In 2017, I began dating someone I'm really excited about. I meditated on average twice a week, and began regularly attending Ocean Sangha. I did good work at Wave, and learned a lot about how to do my job well.

So overall, I met my goals in 2017, though it took longer than just the first few months of the year.


On the practice of publicly discussing my life

In the narrative portion of last year's review, I described most of the important events of my year. This was enabled in part by late 2016 being a natural inflection point for me, and in part by my reckless abandon.

I won't be doing the same this year. Two reasons for this:

1) I'm growing more conscious of the long life of internet content. This is a beautiful thing, and I aspire to write things that remain salient decades from now. But it takes a lot of energy to shape stories from my life when I'm conscious of decades-worth of eyes staring over my shoulder.

2) My life is becoming more tangled up with other people's. This also is a beautiful thing, but it means I can't give accurate accounts of the important parts of my life without including parts of theirs. It requires a great deal of energy to do thoughtfully, and even then might color our future interactions (just ask Knausgaard).

This is a shame, really. Some of my favorite blogs consist of up-close stories of personal angst & glory. But this style incurs social & energetic costs; costs which I'm currently unwilling to pay.


Some stances towards 2018

In lieu of details about my 2017 experiences or 2018 goals, I'll share some stances I aspire to adopt in 2018.

Deliberate performance at work. I really liked Ben West's post on deliberate performance in people management (a). The basic idea is to adopt the theory of deliberate practice to business contexts where people can't repetitively practice the tasks they want to improve on.

Ben suggests carrying a journal at work and jotting down notes about interactions where something was surprising. I started doing this recently and found it useful. I intend to keep doing this in 2018, while not being dogmatic or pedantic about it (it feels like the sort of thing that's very easy to go into autopilot on).

Entry points for learning. In this conversation, Tyler Cowen discusses the idea of using "entry points" to learn about a topic. For example, instead of learning Indian history by reading an Indian history textbook, learn by reading about the Indian textile industy. (but only if you find it interesting!)

This approach resonates with me, and reflecting back I can think of times when I would have benefited from the entry point approach (case in point). So in 2018 I'll attempt to use the entry point method when learning new things.

Written business cases. Historically, I've gotten a lot of benefit from writing introspectively about my life. This year, I noticed that I don't write out the reasoning behind most of the decisions I make. I think writing out the case behind decisions will increase the quality of my decision-making, by revealing errors in my unwritten thinking, and by forcing me to decide less impulsively.

It would obviously be impractical to write out business cases for every decision I make, so as a rough cutoff in 2018 I plan to write cases for decisions where more than $300 or 5 hours of time is on the line.

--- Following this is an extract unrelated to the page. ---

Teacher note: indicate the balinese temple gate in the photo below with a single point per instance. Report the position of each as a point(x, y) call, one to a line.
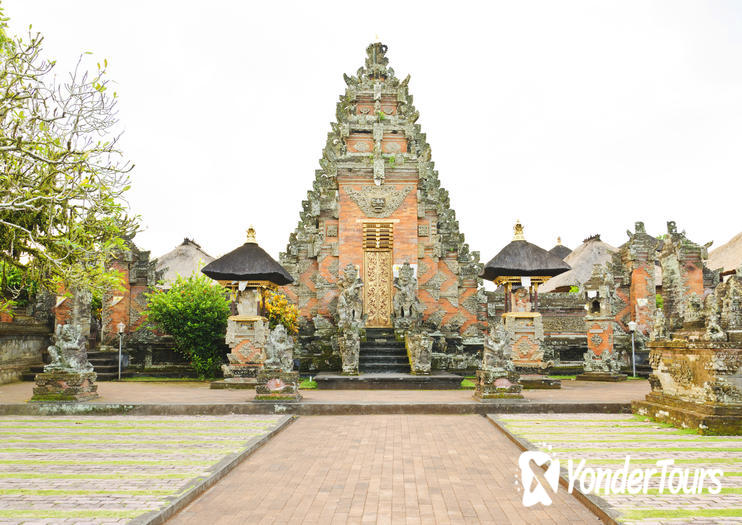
point(376, 203)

Saying "no" and saying "yes". I was impressed with Claudia & James Altucher's The Power of No, a self-help book advising that people would be better off if they said "no" to more things in their life, only saying "yes" to things they deeply care about.

Later in 2017, I encountered the story of a Tibetan monk who described his secret to happiness: say "yes" to everything that comes into your life (told in Kamal Ravikant's Rebirth).

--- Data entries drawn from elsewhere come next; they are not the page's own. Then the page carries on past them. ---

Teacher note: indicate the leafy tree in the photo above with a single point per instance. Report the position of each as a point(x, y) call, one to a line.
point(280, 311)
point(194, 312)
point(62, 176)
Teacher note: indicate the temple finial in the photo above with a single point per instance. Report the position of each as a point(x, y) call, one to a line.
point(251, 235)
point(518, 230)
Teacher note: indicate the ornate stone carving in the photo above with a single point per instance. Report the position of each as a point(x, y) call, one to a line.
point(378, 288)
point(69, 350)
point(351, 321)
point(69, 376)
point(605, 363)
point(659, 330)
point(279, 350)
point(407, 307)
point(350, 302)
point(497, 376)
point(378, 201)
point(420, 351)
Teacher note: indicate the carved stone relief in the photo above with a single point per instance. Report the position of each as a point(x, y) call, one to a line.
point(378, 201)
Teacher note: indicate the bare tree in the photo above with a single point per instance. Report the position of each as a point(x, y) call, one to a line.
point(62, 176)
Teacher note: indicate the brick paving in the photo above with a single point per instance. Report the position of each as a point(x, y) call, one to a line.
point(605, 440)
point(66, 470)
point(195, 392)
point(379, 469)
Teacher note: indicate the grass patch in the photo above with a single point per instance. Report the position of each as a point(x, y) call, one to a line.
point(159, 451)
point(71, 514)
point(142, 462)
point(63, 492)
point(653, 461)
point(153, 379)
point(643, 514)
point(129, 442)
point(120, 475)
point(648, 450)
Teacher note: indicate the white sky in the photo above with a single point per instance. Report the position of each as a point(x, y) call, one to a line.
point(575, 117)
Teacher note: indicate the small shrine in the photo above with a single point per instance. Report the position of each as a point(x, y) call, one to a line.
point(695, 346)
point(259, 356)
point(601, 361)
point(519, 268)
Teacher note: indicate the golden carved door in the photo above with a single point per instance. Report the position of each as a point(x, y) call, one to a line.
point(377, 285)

How to reconcile these conflicting recommendations? Dismiss them both as trivial platitudes?

They might be clichés, but both resonate with me (a hard fact about the world: the truisms are true; much wisdom is simple, old, and overlooked for being so).

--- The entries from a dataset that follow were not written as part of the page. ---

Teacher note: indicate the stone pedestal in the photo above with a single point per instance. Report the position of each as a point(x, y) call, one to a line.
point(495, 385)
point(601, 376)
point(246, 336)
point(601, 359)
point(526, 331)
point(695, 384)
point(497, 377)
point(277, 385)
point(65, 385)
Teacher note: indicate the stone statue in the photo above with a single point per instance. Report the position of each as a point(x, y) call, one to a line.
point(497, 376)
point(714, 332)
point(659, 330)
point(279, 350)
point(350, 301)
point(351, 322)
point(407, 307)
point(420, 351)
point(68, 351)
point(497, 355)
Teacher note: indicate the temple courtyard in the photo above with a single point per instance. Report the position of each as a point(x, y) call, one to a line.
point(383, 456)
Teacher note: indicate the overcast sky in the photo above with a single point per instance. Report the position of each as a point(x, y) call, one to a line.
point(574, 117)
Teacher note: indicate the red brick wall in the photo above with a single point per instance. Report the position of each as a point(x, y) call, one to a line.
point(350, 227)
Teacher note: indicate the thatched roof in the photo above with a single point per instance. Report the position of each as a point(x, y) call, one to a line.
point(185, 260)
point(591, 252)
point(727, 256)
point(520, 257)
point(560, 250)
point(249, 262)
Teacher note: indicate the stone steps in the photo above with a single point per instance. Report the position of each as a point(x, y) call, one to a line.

I think the trick is that the claims are operating on different levels. When planning, it is important to say "no" to engagements and activities that could fill up your time without really mattering. But in the present moment, it is important to say "yes" to whatever comes up. Plans go off the rails, and when they do it is good to accept life as it happens (rather than pine after life as it could have been, according to plan).

So in 2018, I aspire to say "no" to things that don't deeply matter to me when I'm thinking about how to spend my time. And simultaneously, I aspire to say "yes" to everything that arises in my life, as it occurs.